The government changed the eligibility rules for R&D tax concessions in 2011, with the changes affecting the 2011-12 financial year.
What the changes have meant for businesses are now becoming clear, as they begin to lodge tax claims and receive cheques from the government.
Rare Earths company Arafura Resources has been paid $22.5 million for money it spent on R&D during the past financial year, while vanadium producer Atlantic expects to receive $22 million.
Waste management technology developer AnaeCo, which has spent $58 million developing its DiCom technology over 12 years, is hoping to get $4.9 million back for the 2011-12 financial year.
Ernst & Young partner Robin Parsons said the changes meant the number of smaller businesses able to access the incentives had grown, as the turnover threshold qualifying a business as ‘small’ was lifted from $5 million to $20 million.
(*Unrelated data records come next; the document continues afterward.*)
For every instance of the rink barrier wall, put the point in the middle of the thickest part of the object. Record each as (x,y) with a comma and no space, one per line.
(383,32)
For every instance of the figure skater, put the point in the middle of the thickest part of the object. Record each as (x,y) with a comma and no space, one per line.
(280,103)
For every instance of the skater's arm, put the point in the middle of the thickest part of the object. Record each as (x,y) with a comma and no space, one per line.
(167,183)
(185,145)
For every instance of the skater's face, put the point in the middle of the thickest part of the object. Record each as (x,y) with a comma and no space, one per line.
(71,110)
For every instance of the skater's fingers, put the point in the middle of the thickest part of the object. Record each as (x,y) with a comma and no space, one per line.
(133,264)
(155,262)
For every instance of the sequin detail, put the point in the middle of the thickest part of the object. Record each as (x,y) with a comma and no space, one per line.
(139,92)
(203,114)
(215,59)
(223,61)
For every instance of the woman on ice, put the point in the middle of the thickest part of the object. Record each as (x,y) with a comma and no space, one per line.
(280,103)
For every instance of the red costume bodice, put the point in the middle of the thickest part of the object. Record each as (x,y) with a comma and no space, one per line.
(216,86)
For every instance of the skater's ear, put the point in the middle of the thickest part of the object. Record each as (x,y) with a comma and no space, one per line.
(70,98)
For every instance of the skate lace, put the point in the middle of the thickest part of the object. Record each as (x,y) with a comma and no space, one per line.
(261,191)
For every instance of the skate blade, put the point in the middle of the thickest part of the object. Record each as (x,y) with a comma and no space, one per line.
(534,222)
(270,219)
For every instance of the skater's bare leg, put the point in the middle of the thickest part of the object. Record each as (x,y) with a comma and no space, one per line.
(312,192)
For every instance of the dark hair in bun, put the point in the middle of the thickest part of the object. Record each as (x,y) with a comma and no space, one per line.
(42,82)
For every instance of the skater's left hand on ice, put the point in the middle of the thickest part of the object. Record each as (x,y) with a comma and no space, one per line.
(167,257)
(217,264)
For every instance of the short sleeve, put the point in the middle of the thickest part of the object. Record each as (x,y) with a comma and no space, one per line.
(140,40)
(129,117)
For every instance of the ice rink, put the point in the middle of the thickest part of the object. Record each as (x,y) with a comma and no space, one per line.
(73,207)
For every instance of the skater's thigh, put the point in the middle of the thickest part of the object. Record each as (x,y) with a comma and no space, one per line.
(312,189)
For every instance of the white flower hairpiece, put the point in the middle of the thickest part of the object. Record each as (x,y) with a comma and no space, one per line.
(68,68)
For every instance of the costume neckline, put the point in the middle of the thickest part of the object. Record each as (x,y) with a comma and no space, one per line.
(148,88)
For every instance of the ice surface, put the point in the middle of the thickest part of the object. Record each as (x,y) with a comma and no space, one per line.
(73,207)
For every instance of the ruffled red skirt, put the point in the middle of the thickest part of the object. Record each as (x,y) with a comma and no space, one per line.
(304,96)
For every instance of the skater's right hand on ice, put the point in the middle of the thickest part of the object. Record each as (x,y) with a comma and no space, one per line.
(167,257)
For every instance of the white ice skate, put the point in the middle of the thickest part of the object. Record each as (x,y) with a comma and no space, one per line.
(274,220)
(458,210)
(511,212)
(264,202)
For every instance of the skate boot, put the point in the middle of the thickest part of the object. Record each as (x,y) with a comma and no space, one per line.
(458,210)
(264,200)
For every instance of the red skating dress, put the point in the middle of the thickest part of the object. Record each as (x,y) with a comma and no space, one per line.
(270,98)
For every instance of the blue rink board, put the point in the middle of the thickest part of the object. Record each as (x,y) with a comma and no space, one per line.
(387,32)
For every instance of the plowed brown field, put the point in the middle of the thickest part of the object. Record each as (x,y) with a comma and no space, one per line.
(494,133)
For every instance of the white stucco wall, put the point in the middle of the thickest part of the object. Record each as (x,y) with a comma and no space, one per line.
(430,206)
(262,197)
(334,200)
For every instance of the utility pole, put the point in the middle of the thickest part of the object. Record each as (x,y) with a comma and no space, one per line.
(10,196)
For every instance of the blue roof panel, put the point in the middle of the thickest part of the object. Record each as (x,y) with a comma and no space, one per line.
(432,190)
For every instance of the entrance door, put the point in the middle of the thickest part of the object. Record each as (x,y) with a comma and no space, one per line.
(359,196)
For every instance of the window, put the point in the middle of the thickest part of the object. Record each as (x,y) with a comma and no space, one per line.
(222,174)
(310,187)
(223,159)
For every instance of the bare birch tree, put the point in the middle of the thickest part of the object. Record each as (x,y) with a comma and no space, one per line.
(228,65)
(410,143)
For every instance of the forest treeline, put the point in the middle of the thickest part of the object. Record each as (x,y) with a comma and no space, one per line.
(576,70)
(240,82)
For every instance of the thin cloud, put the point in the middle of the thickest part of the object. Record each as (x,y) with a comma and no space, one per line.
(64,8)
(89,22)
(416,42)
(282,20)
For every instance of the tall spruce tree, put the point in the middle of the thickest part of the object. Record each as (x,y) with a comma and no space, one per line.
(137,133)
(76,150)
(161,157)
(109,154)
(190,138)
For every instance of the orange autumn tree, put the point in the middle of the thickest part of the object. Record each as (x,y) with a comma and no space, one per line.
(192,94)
But companies were also benefitting immediately, rather than having their incentives effectively stored as a rebate on future earnings.
“(Previously) the tax losses would get carried forward and, in what could possibly be many years to come, I would get to use those tax losses and in effect cash them out then,” Mr Parsons said.
The result was having significant benefits for local businesses - particularly resources companies attempting to develop costly projects.
“For companies like Arafura, that are working in perhaps more exotic minerals, it gives them the ability to see them through, whereas previously they would have struggled,” Mr Parsons said.
The $22 million Arafura has received drastically lessened the pressure for it to raise money to complete a feasibility study for the Nolans project in the Northern Territory (see Arafura pushes for rare earth at Nolans).
The amount returned to companies has also increased; from 37.5 cents in the dollar to 45 cents. But the changes also allow companies to get a payout regardless of how much money was spent on R&D (it was previously capped at expenditure of $2 million).
Mr Parsons said Arafura was one of the first companies to receive a payout but there would be many more in the coming six to 12 months as more tax returns were lodged and processed.